Real-Time Water Distribution System Calibration Using Genetic Algorithm

This paper aims to calibrate, in real-time, a hydraulic model by combining an implicit technique with a genetic algorithm (GA). The approach uses demand multipliers as the calibration parameter. The hydraulic model yields an optimal solution through minimizing a nonlinear objective function between observed and simulated values of nodal pressures and pipe flow rates at a five-minute time interval, subject to a set of explicit bound constraints for the demand multipliers and implicit nonlinear hydraulic constraints. The hydraulic modeling software EPANET is applied to solve hydraulic constraints, including the equations of mass conservation for each junction and energy conservation for each pipe, and to retrieve the simulated values required in the objective function after assigning demand multipliers to nodes in the hydraulic model. The simulated values are computed under the same boundary conditions, including tank levels and pump status, as the measurements are collected.
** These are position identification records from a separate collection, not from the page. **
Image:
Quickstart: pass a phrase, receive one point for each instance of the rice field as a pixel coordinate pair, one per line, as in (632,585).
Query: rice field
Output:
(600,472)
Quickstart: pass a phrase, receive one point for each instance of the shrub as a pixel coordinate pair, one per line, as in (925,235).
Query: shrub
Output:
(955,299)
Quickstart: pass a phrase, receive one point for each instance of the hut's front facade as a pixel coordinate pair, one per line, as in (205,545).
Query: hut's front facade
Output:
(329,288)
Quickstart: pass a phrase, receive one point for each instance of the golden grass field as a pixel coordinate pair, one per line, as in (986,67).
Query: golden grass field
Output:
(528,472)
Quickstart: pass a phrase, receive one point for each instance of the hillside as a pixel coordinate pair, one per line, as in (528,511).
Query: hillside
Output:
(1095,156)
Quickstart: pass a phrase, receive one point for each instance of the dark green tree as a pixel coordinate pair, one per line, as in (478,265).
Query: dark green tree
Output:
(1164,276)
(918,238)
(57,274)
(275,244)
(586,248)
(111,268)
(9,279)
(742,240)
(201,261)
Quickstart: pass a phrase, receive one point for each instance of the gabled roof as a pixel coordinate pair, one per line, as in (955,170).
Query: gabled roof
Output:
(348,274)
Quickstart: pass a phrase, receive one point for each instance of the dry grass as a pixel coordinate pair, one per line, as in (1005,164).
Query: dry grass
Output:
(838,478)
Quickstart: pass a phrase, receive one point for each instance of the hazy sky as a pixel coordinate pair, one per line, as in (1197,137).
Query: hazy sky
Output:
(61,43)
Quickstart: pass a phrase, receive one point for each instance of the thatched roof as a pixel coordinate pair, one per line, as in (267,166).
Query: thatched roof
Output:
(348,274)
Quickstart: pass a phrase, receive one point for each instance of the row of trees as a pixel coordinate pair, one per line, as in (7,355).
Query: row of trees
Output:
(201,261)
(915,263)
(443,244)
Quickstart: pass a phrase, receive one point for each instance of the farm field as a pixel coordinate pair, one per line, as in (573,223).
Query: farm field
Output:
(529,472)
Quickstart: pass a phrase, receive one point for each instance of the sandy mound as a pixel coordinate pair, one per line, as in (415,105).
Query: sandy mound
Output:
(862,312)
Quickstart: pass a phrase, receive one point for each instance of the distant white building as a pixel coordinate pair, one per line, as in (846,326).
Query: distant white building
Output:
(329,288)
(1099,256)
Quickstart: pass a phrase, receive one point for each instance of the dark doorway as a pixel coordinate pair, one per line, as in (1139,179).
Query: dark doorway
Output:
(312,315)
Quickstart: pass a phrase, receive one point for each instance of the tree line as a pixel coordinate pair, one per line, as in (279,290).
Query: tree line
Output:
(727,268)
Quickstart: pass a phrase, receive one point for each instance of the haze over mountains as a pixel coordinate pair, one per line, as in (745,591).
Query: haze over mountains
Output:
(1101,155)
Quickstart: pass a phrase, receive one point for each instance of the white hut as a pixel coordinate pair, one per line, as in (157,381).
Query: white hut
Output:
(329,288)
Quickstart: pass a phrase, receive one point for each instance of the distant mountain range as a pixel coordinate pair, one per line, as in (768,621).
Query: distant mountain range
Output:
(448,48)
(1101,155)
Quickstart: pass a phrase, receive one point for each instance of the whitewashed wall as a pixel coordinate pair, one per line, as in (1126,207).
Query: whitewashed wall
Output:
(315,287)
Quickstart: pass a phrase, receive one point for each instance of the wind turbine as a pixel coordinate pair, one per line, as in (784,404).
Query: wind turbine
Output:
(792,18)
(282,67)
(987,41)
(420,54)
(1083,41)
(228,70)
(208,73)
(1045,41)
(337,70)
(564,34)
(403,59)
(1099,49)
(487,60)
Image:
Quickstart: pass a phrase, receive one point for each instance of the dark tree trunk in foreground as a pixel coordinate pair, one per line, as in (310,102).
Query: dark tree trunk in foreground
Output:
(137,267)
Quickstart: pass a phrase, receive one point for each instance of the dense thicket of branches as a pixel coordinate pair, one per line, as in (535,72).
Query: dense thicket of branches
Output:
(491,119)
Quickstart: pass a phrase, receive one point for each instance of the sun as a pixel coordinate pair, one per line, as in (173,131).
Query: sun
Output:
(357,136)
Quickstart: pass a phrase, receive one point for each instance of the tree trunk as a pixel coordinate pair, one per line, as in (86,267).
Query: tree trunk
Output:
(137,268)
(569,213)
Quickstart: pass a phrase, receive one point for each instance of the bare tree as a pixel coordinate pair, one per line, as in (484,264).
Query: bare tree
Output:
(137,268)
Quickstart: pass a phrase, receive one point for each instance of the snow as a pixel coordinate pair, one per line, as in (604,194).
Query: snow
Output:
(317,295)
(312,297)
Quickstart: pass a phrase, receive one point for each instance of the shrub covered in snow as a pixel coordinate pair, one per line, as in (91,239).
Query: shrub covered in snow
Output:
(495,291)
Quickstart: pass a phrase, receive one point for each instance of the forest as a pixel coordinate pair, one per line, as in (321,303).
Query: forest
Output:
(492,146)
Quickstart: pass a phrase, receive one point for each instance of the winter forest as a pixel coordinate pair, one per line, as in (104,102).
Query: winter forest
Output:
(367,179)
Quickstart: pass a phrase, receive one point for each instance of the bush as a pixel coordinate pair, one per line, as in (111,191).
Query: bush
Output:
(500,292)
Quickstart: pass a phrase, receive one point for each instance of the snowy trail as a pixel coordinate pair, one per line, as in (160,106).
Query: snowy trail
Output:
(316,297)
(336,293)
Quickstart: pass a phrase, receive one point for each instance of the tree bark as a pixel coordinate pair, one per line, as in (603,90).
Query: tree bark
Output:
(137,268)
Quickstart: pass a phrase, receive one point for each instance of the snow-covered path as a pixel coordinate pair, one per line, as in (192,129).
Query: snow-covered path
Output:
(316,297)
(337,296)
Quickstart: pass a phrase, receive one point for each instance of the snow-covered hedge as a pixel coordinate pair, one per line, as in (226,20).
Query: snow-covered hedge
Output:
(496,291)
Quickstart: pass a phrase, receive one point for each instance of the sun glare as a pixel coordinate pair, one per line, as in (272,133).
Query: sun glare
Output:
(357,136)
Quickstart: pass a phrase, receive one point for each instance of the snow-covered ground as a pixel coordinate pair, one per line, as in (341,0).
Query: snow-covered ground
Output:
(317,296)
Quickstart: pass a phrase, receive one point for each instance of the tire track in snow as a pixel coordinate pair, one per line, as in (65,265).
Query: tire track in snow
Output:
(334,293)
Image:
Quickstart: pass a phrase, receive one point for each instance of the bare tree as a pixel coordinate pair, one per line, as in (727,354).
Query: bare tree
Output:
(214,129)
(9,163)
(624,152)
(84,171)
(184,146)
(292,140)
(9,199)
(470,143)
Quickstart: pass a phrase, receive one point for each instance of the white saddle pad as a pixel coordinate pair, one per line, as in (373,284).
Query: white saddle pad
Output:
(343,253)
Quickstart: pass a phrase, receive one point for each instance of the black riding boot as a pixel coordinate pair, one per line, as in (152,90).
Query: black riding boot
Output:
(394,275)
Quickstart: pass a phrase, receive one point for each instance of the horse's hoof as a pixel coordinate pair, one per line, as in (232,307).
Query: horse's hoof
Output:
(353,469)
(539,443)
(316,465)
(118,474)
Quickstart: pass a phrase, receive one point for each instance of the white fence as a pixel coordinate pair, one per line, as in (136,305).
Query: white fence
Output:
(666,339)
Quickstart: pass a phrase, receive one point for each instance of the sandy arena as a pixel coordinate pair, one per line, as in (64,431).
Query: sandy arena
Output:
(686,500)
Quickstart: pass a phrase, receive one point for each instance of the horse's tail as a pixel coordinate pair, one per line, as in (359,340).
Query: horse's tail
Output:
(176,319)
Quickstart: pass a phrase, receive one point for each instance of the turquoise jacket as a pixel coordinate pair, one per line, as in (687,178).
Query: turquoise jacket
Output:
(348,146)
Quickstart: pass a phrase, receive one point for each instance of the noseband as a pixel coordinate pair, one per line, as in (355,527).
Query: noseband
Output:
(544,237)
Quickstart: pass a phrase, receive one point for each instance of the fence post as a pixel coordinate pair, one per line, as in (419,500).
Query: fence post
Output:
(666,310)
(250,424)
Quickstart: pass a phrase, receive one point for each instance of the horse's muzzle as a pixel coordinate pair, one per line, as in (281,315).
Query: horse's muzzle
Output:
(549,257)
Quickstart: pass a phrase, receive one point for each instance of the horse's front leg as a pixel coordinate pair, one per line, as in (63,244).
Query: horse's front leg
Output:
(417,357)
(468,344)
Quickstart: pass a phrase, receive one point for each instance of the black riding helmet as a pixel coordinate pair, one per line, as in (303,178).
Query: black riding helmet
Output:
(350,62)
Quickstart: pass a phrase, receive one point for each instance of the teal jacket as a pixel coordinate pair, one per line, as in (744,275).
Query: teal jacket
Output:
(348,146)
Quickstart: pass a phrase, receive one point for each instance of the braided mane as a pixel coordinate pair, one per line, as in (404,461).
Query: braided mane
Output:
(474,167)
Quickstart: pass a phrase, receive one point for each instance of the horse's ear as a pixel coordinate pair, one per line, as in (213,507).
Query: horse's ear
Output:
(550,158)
The approach is applied to the L-Town hypothetical network as a case study, yielding not only simulated values in good agreement with measurements but also consistent variation trends over time between simulated values and measurements. The case study shows that demand multipliers expressed in real numbers lead to more accurate simulated values, closer to the measurements, than expressed in a string of bits. Further efforts will focus on leak detection using the well-calibrated model.